CUDA and openCL support for multiple GPU/PCI devices?


I’m about to purchase a PCI video card so that I can use more displays on my PC. I’m debating getting the nvidia 5200 PCI card, or the nvidia 8400s PCI card. The price for the 5200 based card is about $33. and the 8400s is about $65(both dual head) so I could almost buy two 5200 cards for the price of one 8400 PCI card(or take $30 off another LCD display). I already have used my PCIx slot so I need to go with PCI. Further down the road, I will purchase a new system with a PCIx16 9000 series card, and add in my PCI video cards for multimonitor support. Maybe I sound cheap, but I will likely purchase many of these cards for multiple systems, so the cost could add up.
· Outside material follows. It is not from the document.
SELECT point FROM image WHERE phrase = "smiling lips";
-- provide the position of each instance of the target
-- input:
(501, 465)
I have multiple questions:
Has anyone benchmarked CUDA apps running on the 8400s PCI video card against an 8400s PCIx video card? If no benchmark data is available, does anyone have any experience running CUDA on a PCI card which would help me make a more informed decision?
Obviously PCI is a huge bottle neck, but I wonder how important that is when the card comes stocked with 256 MB.
This will decide whether I purchase the 8400s or 5200.

Can multiple CUDA cards be combined and utilized by the CUDA and/or openCL api? In other words, when I purchase a new PCIx cuda card, will I be able to use the cuda functionaliy in both the new card and the PCI card I will be purchasing soon?
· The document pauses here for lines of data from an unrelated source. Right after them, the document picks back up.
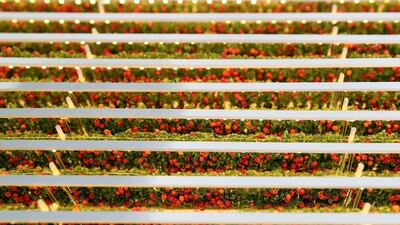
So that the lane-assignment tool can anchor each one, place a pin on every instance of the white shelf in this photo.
(197, 114)
(199, 146)
(199, 87)
(201, 17)
(199, 38)
(201, 63)
(196, 217)
(283, 182)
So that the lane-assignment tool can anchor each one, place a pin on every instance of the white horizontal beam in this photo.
(197, 114)
(284, 182)
(199, 146)
(201, 63)
(197, 87)
(200, 17)
(199, 38)
(192, 217)
(255, 1)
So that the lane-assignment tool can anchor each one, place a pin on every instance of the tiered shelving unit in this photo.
(335, 182)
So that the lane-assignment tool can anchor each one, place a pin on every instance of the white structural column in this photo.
(199, 38)
(199, 146)
(197, 114)
(201, 17)
(197, 87)
(201, 181)
(201, 63)
(190, 217)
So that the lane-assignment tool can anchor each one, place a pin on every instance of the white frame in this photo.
(197, 114)
(200, 63)
(199, 38)
(200, 87)
(199, 146)
(283, 182)
(196, 217)
(201, 17)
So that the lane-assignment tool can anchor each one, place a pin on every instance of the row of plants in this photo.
(148, 162)
(199, 6)
(188, 50)
(183, 198)
(210, 100)
(199, 75)
(203, 27)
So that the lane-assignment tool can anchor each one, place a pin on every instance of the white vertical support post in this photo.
(71, 105)
(348, 198)
(61, 133)
(81, 76)
(346, 155)
(42, 205)
(366, 208)
(100, 5)
(358, 173)
(56, 172)
(89, 54)
(335, 31)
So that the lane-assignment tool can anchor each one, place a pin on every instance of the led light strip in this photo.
(197, 114)
(288, 182)
(198, 87)
(78, 2)
(199, 146)
(191, 217)
(198, 38)
(199, 63)
(200, 17)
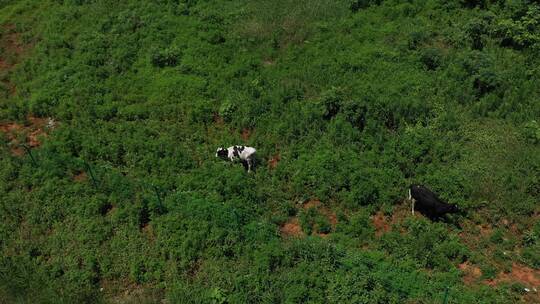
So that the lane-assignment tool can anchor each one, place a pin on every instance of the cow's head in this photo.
(222, 153)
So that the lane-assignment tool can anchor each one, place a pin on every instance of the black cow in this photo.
(429, 204)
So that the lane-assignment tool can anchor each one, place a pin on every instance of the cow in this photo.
(428, 203)
(246, 155)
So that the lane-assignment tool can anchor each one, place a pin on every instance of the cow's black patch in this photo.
(429, 204)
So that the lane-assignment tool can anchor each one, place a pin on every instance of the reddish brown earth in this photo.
(32, 132)
(381, 224)
(519, 273)
(384, 223)
(273, 162)
(81, 176)
(471, 273)
(292, 228)
(246, 134)
(13, 50)
(218, 119)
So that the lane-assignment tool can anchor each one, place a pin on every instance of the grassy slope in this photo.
(356, 104)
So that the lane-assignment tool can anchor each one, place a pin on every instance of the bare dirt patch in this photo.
(123, 292)
(29, 133)
(519, 273)
(273, 162)
(292, 228)
(268, 62)
(246, 134)
(218, 119)
(471, 273)
(12, 51)
(381, 224)
(329, 214)
(80, 177)
(384, 224)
If they can’t be used within the same app, can one cuda card be used in one application while another card be used in the second CUDA application?

IS SLI required to utilize cuda from multiple cuda devices?
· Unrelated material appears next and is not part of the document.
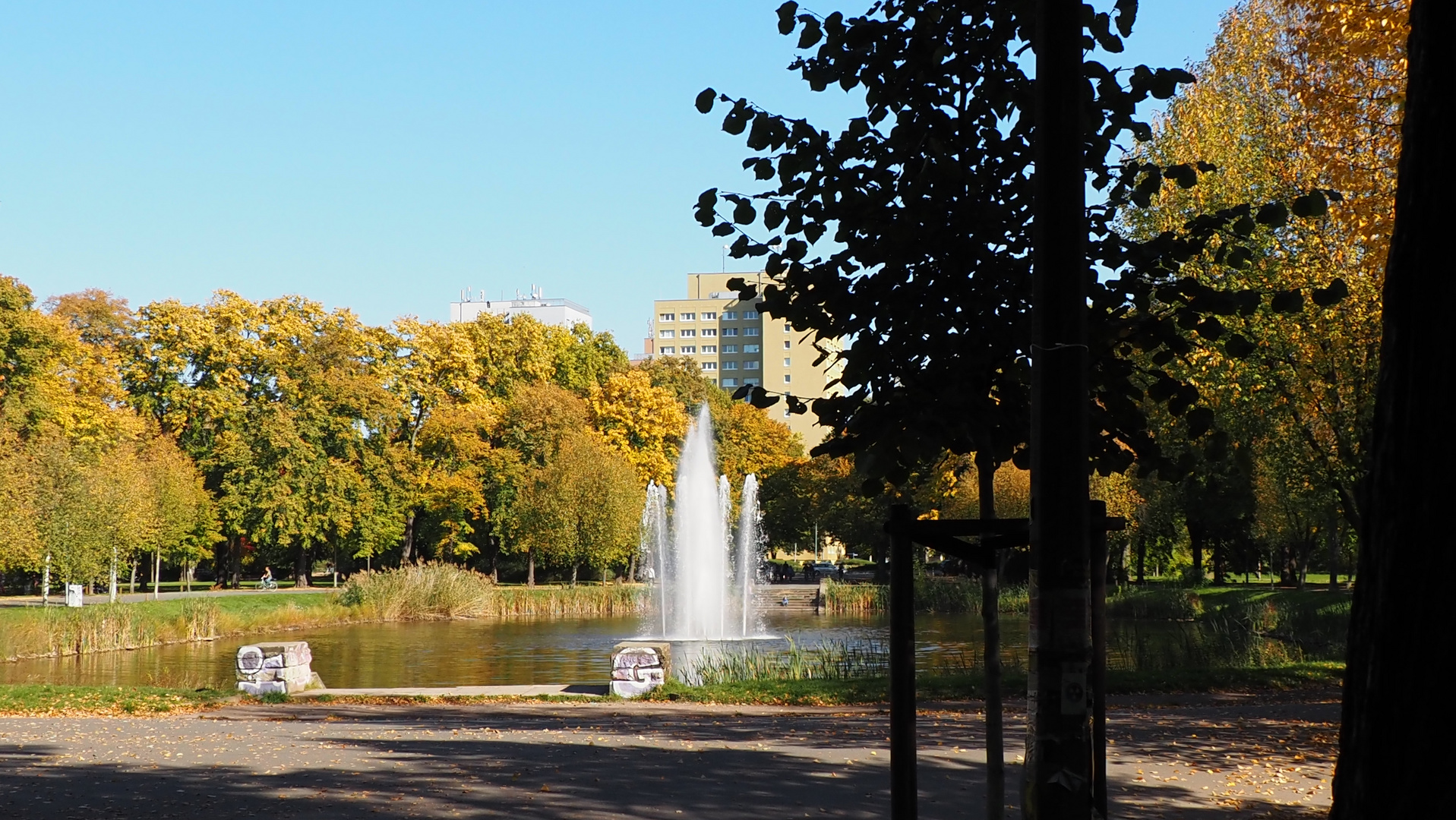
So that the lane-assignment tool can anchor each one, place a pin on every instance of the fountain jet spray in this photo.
(703, 574)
If you have multiple devices in the system, you actually need to turn SLI off to use CUDA with them. Yes, you can use multiple devices in one system. When you get working with CUDA, you’ll find a few sample projects in the SDK that demonstrate how to program this situation.

I can’t vouch for everyone here, but I think that most people would warn you away from using a PCI card with CUDA unless you just want to learn with it – the bandwidth to/from the card is much too low to support any kind of serious use, and will present too much of a bottleneck to be useful for serious simluations/calculations.

Also, check the CUDA website at to make sure that whatever cards you buy are actually compatible with CUDA. It would stink to buy something (even if it was inexpensive) and then not have it work for what you want.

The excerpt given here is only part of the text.